= World Fiddle Day =

World Fiddle Day is an annual celebration of fiddle music, held on the third Saturday of May. World Fiddle Day events are held around the world, in areas where fiddle music is popular.

==History==
World Fiddle Day was founded by County Donegal fiddler Caoimhin Mac Aoidh in 2012. The May date was chosen to coincide with the 1737 death of Italian violin craftsman Antonio Stradivari. The first Toronto celebration was held in 2013 and that year there was a celebration in Winnipeg as well.

In 2015, Canada declared World Fiddle Day to be National Fiddle Day as well. There were celebrations in Owen Sound, Ontario, St. John's, Newfoundland and Toronto. The Ottawa Fiddle and Stepdancing Competition was held in Richmond, Ontario.
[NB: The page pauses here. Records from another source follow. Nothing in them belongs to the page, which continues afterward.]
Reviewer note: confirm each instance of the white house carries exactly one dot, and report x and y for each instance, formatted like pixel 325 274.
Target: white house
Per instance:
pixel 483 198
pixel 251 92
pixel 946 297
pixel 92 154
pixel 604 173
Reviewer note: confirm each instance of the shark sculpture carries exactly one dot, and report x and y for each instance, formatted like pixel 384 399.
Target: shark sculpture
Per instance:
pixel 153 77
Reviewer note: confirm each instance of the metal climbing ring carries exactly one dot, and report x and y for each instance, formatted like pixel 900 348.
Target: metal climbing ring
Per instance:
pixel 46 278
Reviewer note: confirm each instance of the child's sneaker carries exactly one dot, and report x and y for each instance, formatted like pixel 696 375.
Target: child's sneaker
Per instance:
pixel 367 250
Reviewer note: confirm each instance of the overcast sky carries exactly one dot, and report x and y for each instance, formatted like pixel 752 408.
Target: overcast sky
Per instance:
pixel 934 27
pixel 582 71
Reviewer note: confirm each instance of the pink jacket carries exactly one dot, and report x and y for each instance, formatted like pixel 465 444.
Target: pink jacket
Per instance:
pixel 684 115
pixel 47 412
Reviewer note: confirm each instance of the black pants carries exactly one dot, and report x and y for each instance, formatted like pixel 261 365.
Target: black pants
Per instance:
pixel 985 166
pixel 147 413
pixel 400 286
In 2016 a World Fiddle Day celebration was held at Fort York in Toronto on May 21. Yosvani Castañeda Valdés demonstrated Cuban fiddling, while Dan MacDonald performed and presented a workshop about Cape Breton fiddling style. Other events were held in Owen Sound, Ontario and Scartaglen, County Kerry, Ireland.

In 2019 Kincardine, Ontario, held its fifth annual World Fiddle Day celebration with a downtown open air fiddling show. The Scartaglen celebration that year included lectures about the lives of local fiddlers Denis Murphy and Julia Clifford.